Two households ‘to be able to meet outside by Easter’

20 February 2021, 07:43 | Updated: 20 February 2021, 11:26

People walk and run through Battersea Park, London, during England's third national lockdown
People walk and run through Battersea Park, London, during England's third national lockdown. Picture: PA

By Asher McShane

Two households will be able to meet outside by Easter under Boris Johnson’s so-called ‘roadmap’ out of lockdown which will be unveiled on Monday, it has been reported.

The Prime Minister will announce his plans on Monday afternoon.

The decision to allow people from different households to meet outside was made to acknowledge “how tough these last few weeks and months have been,” the Sun reported.

There are also reports that the beauty industry, including hairdressers, will not be allowed to reopen until the end of April.

The coronavirus reproduction number, or R value, across the UK has dropped to between 0.6 and 0.9, according to the latest Government figures released yesterday.

Last week, it was between 0.7 and 0.9.

R represents the average number of people each Covid-19 positive person goes on to infect.
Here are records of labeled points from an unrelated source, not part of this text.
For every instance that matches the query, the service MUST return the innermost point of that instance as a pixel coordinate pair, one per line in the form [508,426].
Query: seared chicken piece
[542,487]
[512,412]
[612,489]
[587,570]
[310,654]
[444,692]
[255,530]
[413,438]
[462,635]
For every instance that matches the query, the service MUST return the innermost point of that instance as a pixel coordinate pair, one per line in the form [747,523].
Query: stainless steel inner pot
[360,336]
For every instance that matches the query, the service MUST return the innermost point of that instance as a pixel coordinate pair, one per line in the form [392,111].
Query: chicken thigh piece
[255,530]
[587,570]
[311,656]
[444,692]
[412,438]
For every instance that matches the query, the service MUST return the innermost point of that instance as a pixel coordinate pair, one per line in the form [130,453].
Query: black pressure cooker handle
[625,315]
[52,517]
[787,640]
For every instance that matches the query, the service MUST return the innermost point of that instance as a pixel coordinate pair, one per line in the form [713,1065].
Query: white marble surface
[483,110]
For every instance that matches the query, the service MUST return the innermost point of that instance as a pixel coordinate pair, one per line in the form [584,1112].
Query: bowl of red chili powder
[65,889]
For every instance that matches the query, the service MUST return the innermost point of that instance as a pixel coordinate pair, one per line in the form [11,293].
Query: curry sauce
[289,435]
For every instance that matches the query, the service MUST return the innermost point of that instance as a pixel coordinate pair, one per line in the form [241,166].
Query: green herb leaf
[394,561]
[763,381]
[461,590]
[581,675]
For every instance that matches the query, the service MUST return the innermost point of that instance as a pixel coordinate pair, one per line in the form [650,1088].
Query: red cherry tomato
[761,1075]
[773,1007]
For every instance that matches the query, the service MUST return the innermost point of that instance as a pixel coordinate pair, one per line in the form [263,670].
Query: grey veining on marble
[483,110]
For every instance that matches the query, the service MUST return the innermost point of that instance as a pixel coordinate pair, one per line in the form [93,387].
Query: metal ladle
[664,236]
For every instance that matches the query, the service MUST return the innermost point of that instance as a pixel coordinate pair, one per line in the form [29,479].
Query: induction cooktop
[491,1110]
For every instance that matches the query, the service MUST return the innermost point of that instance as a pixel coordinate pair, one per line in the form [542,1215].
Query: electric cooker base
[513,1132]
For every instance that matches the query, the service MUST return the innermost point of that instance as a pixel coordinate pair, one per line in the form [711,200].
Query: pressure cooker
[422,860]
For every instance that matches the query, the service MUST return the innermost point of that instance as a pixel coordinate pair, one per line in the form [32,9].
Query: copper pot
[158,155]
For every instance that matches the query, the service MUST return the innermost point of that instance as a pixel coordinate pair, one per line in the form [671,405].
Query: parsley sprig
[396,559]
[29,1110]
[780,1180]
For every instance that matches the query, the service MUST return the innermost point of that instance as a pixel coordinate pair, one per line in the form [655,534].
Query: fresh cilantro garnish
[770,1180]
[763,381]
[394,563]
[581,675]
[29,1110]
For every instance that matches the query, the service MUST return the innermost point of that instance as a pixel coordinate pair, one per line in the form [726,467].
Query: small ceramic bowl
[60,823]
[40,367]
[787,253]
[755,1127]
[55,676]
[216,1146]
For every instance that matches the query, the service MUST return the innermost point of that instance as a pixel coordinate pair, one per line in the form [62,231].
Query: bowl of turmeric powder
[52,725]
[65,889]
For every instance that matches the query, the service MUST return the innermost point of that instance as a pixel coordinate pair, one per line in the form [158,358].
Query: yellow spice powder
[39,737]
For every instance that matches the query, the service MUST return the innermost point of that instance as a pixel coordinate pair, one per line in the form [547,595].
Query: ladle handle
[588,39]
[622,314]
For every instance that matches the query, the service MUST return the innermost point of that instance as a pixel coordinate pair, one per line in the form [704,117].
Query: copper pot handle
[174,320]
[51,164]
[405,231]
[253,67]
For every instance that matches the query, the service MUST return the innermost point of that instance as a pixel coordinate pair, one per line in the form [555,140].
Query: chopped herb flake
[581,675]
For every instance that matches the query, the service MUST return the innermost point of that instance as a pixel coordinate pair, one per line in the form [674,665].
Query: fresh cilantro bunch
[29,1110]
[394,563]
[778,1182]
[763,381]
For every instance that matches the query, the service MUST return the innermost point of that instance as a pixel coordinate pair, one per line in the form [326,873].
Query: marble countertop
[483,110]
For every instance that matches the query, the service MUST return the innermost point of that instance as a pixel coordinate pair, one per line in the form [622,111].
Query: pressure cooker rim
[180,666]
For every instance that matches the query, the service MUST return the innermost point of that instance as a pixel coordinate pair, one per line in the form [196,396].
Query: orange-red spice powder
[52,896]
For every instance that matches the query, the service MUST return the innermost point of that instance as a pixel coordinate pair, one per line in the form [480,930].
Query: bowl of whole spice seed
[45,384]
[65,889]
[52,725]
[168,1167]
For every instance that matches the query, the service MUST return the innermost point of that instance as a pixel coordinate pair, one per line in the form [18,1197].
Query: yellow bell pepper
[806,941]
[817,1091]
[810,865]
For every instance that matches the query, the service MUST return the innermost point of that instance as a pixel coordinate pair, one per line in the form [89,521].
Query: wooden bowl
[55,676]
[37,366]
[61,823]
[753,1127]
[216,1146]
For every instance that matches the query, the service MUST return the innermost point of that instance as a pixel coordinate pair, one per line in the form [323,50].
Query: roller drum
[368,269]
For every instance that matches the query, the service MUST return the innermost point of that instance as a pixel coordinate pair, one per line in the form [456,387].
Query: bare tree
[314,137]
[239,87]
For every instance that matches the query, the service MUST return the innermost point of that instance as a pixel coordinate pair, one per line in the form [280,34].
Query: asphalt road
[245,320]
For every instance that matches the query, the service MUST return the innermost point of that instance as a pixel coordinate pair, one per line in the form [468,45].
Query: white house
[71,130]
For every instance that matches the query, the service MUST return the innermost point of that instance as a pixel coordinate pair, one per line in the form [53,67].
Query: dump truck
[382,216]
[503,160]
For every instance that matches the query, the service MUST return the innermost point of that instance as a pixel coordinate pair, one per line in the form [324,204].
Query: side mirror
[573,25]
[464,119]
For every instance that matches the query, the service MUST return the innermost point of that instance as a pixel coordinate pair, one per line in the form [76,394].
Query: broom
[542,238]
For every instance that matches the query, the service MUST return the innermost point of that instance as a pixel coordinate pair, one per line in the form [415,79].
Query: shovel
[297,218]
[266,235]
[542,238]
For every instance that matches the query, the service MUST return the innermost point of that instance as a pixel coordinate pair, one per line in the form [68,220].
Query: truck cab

When the figure is above 1, an outbreak can grow exponentially, but when it is below 1, it means the epidemic is shrinking.

An R number between 0.6 and 0.9 means that, on average, every 10 people infected will infect between six and nine other people.

Care home residents will be allowed one regular named visitor from March 8, coinciding with the reopening of schools.

Visitors will be required to take a coronavirus lateral flow test before entry and personal protective equipment (PPE) must be worn.

Residents will be asked not to hug or kiss their relatives, though hand holding will be permitted. Guidance for care homes is expected to be published in the next fortnight.

Health Secretary Matt Hancock said he was "pleased" that it would soon be possible for people to be "carefully and safely reunited with loved ones who live in care homes".

Outdoor visits - as well as those inside pods or behind screens - will be able to continue, giving residents the chance to see more than just their nominated visitor.

The Government met its target to offer all care home residents - along with social care and NHS staff, all those aged over 70 and the most clinically vulnerable - a vaccine by February 15.

Scientists believe the vaccines become effective after three weeks, meaning by March 8 all those who accepted a vaccine should have a good level of protection from Covid-19.

However, vaccination will not be a condition of visiting. Visits will also be suspended during local outbreaks in individual homes.